Students for a Free Tibet is not a big organization. When I worked there, only four other people were on staff in the New York headquarters (now there are six staffers in HQ). In my years, the annual budget was around $350,000; it was closer to $400,000 this year. If SFT wins out in the challenge, they will likely have raised over 25% of their budget in 50 days, a truly incredible output for such a small organization. By contrast, LWB had a budget of $1.2 million last year, four times larger than SFT.

Matt also notes that the contest spurred a lot of creativity on the part of SFT in how they engaged their members, including happy hour events with WiFi and laptops set up, and members pushing the competition out to their family and social networks.

He also correctly notes that only two organizations made a highly-committed and serious run at the grand prize - SFT and Love Without Borders, both of which amassed over 4,500 donors. I'm not so quick, however, to dismiss the other participants and the impact this competition had on their own bottom lines.

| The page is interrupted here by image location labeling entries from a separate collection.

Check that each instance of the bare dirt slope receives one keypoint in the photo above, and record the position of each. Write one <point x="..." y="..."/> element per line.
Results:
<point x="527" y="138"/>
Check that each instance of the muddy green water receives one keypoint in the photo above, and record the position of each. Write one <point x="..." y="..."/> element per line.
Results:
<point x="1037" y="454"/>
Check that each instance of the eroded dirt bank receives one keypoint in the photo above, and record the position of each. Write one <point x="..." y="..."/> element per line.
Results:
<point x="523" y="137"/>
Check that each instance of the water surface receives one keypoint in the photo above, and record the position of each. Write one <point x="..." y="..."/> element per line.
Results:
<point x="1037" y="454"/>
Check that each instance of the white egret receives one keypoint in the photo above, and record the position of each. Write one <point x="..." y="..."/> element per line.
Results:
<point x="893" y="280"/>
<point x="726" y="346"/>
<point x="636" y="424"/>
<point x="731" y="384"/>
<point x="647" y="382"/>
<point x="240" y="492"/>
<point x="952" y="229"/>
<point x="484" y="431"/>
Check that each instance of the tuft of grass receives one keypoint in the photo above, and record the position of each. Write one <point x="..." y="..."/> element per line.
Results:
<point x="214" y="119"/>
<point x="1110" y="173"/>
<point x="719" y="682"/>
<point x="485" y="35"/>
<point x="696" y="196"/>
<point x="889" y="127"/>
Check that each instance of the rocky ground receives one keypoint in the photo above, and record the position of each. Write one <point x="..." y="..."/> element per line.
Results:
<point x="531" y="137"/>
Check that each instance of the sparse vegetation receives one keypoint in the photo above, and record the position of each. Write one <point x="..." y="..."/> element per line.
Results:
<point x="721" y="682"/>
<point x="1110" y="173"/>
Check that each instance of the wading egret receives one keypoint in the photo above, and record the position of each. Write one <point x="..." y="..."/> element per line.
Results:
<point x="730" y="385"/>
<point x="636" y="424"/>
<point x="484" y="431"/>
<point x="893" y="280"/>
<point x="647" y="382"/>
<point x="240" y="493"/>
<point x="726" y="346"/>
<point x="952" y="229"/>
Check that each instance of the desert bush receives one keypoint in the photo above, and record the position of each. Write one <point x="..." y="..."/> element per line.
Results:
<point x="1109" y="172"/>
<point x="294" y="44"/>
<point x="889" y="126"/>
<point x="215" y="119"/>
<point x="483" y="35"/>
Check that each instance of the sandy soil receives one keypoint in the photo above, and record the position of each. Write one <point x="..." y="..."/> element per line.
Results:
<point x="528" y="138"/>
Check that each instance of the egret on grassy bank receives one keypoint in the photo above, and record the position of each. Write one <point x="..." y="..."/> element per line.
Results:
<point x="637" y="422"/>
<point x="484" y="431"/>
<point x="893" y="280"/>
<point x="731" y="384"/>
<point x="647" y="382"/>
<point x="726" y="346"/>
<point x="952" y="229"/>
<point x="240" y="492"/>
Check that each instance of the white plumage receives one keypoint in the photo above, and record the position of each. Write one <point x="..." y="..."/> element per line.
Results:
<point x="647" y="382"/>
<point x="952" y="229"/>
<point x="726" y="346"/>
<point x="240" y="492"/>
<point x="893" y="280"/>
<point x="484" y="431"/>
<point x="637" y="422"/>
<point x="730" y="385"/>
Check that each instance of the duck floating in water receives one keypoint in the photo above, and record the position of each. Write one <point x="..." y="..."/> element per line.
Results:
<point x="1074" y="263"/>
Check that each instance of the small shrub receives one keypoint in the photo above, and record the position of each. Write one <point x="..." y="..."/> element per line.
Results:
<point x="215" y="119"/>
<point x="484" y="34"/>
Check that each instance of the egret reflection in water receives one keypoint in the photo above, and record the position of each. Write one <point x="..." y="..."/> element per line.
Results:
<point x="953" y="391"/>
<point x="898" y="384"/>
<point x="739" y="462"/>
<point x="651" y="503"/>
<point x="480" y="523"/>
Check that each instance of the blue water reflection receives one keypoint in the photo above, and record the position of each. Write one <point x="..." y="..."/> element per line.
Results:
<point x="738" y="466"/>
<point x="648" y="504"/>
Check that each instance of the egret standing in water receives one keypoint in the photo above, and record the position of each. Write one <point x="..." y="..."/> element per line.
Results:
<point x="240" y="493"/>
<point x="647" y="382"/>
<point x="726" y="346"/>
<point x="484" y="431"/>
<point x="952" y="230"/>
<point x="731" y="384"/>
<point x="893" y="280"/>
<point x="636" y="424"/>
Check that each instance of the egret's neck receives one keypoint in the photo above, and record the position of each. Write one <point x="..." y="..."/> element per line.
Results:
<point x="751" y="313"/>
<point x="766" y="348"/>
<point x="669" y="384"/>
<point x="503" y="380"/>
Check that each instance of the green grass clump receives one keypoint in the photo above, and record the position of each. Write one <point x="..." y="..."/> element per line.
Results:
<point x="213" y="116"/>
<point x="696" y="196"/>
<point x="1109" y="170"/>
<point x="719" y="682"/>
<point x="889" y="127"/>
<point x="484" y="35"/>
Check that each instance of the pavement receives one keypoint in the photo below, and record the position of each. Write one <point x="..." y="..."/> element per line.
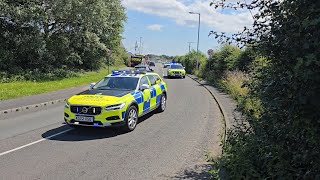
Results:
<point x="36" y="144"/>
<point x="227" y="105"/>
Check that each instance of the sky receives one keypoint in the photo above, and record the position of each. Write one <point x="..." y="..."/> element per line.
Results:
<point x="166" y="27"/>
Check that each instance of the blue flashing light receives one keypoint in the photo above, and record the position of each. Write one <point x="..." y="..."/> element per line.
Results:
<point x="118" y="72"/>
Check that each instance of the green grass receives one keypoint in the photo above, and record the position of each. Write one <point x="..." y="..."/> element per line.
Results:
<point x="27" y="88"/>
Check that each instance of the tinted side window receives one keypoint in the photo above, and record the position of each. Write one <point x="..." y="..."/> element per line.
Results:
<point x="152" y="80"/>
<point x="144" y="80"/>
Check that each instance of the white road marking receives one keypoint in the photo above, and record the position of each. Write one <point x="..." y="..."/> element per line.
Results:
<point x="35" y="142"/>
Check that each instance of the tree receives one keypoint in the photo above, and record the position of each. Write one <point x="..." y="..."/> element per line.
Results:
<point x="44" y="36"/>
<point x="284" y="142"/>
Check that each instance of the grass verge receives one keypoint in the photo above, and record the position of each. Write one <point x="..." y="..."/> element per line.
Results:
<point x="27" y="88"/>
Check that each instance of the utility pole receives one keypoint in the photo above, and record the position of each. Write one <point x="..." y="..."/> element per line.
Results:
<point x="190" y="45"/>
<point x="140" y="46"/>
<point x="198" y="39"/>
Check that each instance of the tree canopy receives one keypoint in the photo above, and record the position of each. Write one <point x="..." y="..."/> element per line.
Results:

The League of Young Voters, for instance, made a push only a few times to win the daily prize. They managed to capture that title twice, netting $2000, and their efforts earned them a spot in the $10,000 prize range. In addition, they raised $13,696 from 786 members. So all told, they raised just over $25,000. That's not an insignificant number for them, and that is in addition to the list they built, which they may can tap again in the future with targeted fundraising campaigns (i.e. "we need to raise X amount in X weeks to fund a staffer in Ohio for 2008).

I'm not privy to the budgets of the other participating organizations, but I imagine that this competition provided both valuable funds and list-building to all of them. The Case Foundation, it appears, has discovered a highly efficient structure to provide what amounts to a de facto matching grant to at least a dozen organizations at once. More incredibly, it created a system that moves all of those organizations closer to sustainability. That's a significant achievement, and one that begins to make good on the promise that many young people and poli-tech enthusiasts saw in the FaceBook Causes application when it first launched.

Most pertinent to youth organizers, this contest and any future iterations provides a model for organizational development that can at least begin overcome one of the most significant hurdles to sustainable youth organizing - building a donor base out of a young membership with huge amounts of disposable income, but very little willingness to spend it on political/activist causes. Very impressive all around, and certainly something to watch in the future.